Survey reveals Scots are being misled about red meat

Almost two-thirds (64%) of Scots are concerned about the impact of veganism on Scotland’s farming industry, according to the results of a new survey carried out by Censuswide.

The results of the independent survey, commissioned by Quality Meat Scotland (QMS), reveal that consumers are being misled by inaccurate information about red meat production.

This information often relates to lower standard production systems in very different parts of the world and has been causing confusion and misunderstanding among consumers.

The research revealed that while almost all of those surveyed (92%) eat red meat, almost half (49%) are trying to eat less of it.

The top reasons those surveyed gave for reducing their red meat consumption include animal welfare (26%), followed by concerns about the environmental impact of farming (19%) – reasons QMS says are unsubstantiated when it comes to Scotland’s farming practices.

The research also highlighted a rise in the number of consumers opting for meat-free meals, with 59% incorporating meat substitutes into their diets believing, often inaccurately, that they are healthier alternatives.

A report produced by Action on Salt in 2018 found that 28% of meat alternative products exceeded their maximum salt reduction target.

And even more worryingly, the findings also show that the majority of consumers (55%) admit they do not actually know the ingredients of meat-free products.

The survey also revealed that 64% of Scots are concerned about the impact of veganism on Scotland’s farming industry, suggesting consumers value the role of livestock farming.

Alan Clarke, QMS chief executive, said: “While it’s encouraging that the nation feels really strongly about protecting Scotland’s farming industry, when it comes to red meat consumption it’s vital that we ensure people are aware of the facts to fully inform their decisions.

“In Scotland, producers are very proud of our animal welfare and our sustainability credentials are exceptionally strong.

“Livestock farmers play a major role in looking after the landscape and grazing animals are needed for the habitats of many species.

The reality is that 80% of Scotland’s farmland is comprised of grass and farmland not suitable for growing crops – but ideal for producing beef.

He added: “From the research results, we can see that people really care about safeguarding the industry, and we want to give them the facts as to why it’s right for them to do so.”

Scotch Beef

To be sold as Scotch Beef, meat must come from animals which have been born, reared and processed in Scotland.

Scotland was first in the world to introduce quality assurance standards.

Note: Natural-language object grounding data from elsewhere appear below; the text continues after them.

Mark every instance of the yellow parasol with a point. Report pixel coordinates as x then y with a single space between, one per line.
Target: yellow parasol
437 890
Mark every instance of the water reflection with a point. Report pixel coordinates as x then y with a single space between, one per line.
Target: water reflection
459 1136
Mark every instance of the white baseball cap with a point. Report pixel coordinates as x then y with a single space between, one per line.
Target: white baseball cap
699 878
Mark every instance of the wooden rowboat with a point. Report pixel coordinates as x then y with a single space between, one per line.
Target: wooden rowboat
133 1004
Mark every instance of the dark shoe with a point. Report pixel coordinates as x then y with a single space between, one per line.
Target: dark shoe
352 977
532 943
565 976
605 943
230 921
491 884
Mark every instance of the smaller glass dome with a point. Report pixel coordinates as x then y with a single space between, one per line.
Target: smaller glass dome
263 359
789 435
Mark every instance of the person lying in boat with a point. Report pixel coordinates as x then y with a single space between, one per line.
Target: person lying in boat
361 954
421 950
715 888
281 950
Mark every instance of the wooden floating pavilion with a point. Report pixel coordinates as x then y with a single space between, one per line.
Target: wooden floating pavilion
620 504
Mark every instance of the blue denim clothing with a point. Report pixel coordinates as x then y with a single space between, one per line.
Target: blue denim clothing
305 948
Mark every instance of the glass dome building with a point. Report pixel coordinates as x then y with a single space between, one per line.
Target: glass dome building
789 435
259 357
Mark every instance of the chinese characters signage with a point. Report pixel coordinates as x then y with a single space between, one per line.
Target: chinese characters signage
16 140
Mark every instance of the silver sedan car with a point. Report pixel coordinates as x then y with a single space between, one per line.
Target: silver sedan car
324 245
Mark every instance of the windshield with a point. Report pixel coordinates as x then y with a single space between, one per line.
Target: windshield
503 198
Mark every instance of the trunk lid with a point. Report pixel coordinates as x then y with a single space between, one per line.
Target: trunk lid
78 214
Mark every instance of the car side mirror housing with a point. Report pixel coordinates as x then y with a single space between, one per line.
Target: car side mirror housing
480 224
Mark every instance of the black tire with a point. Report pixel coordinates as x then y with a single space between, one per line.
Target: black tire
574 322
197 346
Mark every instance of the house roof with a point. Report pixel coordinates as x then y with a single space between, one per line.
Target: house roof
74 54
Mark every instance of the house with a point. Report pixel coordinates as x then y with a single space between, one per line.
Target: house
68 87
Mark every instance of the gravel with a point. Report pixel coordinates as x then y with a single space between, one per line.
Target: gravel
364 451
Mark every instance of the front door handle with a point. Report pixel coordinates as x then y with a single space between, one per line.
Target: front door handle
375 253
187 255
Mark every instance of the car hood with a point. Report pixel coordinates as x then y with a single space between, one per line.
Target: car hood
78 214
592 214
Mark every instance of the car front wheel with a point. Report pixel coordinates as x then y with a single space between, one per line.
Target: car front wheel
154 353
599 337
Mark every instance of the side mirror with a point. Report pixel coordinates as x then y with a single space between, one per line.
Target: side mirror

To be eligible to be sold as Scotch Beef, Scotch Lamb and Specially Selected Pork, meat must come from quality assured farms.

The standards also cover feed, haulage, auction markets and processors – so the entire production chain is covered.

Health benefits

As part of Quality Meat Scotland’s ‘Know Your Beef’ campaign, the industry organisation has been working with Registered Nutritionist Dr. Laura Wyness.

Dr. Wyness added: “Having a varied balanced diet is the key to getting the right mix of nutrients including vitamins and minerals. If you remove a whole food group from your diet, it is vital to ensure your diet will provide you with all the nutrients you need.

Beef is a great source of protein and is rich in vitamins and minerals such as vitamins B3, B6, B12 and zinc.  It also is a source of easily-absorbed iron.

“Those who follow a diet which doesn’t include red meat, such as beef, may be at greater risk of lacking key nutrients.”